219 Rakhine Buddhist refugees living in Mizoram sent to Myanmar since 2017

219 Rakhine Buddhist refugees living in Mizoram sent to Myanmar since 2017
July 04
11:25 2019

NET Bureau

More than 200 Rakhine Buddhist refugees living near a border village in Mizoram since 2017 have been sent back to Myanmar despite non-cooperation from the authorities in the neighbouring country, officials have said.

In November 2017, more than 1,500 Rakhine Buddhists crossed over to Mizoram as fighting raged between the Arakan Army and the Myanmar military. Arakan Army, an insurgent outfit, is fighting for a confederate status for Rakhine state.

The refugees, who mostly came in boats, took shelter in four border villages in Mizoram’s Lawngtlai district — Laitlang, Hmawngbuchhua, Zochachhua, and Dumzautlang.

“The push back of 219 persons has been completed today (Tuesday). They were sent back in Maruti Gypsy vehicles and on foot. Their houses have been destroyed,” deputy commissioner of Lawngtlai Shashanka Ala said.

Lawngtlai is a district in south Mizoram, which shares a border with both Myanmar and Bangladesh.

Ala said Myanmar authorities had promised to provide boats to take them back through the Sekulh Lui river in a flag meeting held on June 30. However, they backed off at 6am on Tuesday and conveyed they would not extend any support.

Subsequently, the officials said they had to fall back on ‘Plan B’ and the refugees were sent back through Laitlang in Mizoram to Varang in Myanmar. Most of the refugees belong to Varang and nearby villages in Myanmar’s Chin state, the officials said.

An official, who was present during the push back. said the refugees were crying and trying to convey that they should be allowed to stay back.

Mizoram government employees and Assam Rifles personnel were involved in Tuesday’s operation. The official claimed they did not have to use force to send them back.
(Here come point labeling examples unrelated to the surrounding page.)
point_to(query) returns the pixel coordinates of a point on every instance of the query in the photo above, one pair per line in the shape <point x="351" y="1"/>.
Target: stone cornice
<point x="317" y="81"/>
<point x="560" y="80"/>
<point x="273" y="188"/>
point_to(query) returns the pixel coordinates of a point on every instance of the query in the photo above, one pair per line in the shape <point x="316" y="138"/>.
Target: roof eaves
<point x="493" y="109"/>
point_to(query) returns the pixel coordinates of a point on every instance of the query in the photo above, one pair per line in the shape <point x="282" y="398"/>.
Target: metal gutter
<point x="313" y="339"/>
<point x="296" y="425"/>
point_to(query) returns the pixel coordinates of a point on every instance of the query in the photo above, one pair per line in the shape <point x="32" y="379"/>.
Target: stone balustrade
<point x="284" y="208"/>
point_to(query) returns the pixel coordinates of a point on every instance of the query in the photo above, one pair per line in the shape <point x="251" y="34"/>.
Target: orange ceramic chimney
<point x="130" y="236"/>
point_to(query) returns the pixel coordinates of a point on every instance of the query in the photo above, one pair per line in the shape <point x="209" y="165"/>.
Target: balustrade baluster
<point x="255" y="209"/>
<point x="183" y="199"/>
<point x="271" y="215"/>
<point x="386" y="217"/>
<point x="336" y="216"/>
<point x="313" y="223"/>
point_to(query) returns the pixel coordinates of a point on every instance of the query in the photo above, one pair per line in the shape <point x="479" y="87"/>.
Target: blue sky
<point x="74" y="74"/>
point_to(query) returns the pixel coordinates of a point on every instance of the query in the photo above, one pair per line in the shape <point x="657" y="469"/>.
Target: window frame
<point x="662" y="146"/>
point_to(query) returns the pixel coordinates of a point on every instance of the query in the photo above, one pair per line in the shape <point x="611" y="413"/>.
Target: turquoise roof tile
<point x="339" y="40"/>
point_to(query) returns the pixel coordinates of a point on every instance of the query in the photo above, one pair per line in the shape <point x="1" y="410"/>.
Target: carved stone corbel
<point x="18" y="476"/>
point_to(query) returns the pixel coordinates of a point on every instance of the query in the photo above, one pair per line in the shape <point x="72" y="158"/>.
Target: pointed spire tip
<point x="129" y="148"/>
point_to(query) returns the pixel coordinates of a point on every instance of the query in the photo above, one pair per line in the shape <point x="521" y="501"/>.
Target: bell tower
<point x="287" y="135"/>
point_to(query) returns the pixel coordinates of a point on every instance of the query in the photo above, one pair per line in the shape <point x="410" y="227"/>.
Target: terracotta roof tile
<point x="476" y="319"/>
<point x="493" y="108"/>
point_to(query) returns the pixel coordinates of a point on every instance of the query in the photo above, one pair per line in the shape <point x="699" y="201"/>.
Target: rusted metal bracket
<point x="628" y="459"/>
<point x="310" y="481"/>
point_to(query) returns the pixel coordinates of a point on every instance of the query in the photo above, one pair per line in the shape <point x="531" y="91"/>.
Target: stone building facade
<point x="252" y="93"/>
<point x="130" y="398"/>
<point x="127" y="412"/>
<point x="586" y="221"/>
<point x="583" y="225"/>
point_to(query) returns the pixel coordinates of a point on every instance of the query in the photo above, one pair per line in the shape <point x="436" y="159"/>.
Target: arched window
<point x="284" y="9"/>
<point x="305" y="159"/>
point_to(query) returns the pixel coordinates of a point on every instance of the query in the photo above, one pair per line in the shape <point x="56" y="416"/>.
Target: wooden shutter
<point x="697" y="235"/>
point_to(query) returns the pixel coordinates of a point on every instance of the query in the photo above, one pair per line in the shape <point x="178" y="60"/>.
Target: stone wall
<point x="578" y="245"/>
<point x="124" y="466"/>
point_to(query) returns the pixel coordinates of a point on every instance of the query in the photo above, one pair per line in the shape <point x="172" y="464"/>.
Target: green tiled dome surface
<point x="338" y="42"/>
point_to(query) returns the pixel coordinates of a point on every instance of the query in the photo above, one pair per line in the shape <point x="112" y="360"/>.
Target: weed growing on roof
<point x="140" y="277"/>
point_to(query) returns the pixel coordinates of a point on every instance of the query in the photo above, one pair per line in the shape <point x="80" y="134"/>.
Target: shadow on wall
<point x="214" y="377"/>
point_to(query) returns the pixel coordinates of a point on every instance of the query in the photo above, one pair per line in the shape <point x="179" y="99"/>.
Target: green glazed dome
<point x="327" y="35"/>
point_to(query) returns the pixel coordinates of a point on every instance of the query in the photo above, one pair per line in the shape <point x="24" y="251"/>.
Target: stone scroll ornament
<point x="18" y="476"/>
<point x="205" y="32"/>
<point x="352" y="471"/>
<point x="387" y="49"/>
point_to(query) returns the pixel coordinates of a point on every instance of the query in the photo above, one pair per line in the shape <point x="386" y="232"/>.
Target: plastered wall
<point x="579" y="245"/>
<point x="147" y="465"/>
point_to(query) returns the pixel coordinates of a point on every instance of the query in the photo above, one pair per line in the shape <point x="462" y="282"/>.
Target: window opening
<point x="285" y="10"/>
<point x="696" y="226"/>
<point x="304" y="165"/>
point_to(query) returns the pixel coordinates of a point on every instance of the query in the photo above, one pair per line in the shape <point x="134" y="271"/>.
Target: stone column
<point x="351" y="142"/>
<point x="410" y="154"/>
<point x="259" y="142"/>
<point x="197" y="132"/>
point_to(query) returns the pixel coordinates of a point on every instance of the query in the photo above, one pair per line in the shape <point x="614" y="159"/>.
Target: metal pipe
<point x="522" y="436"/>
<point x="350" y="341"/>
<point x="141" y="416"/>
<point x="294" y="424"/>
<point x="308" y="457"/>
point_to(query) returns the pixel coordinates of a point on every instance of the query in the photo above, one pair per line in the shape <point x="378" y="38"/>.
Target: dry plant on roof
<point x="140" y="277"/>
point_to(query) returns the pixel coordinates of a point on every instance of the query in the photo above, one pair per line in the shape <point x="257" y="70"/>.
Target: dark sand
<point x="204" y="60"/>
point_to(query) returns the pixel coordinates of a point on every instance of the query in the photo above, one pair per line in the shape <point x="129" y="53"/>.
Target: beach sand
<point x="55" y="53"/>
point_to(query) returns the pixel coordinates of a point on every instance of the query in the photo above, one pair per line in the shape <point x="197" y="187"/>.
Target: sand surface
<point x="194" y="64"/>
Rations for 15 days were given to refugees who were sent back.

Most of the 1,500 Rakhine refugees were sent back in phases and officials said that more than 200 people had stayed behind and sent back on Tuesday.

Most of these refugees were either helping the locals on Jhum or shifting cultivation or working as construction workers on the 87km road connecting Lawngtlai town and Zorinpui, a proposed border crossing point with Myanmar part of the ambitious Kaladan multi-modal transport project.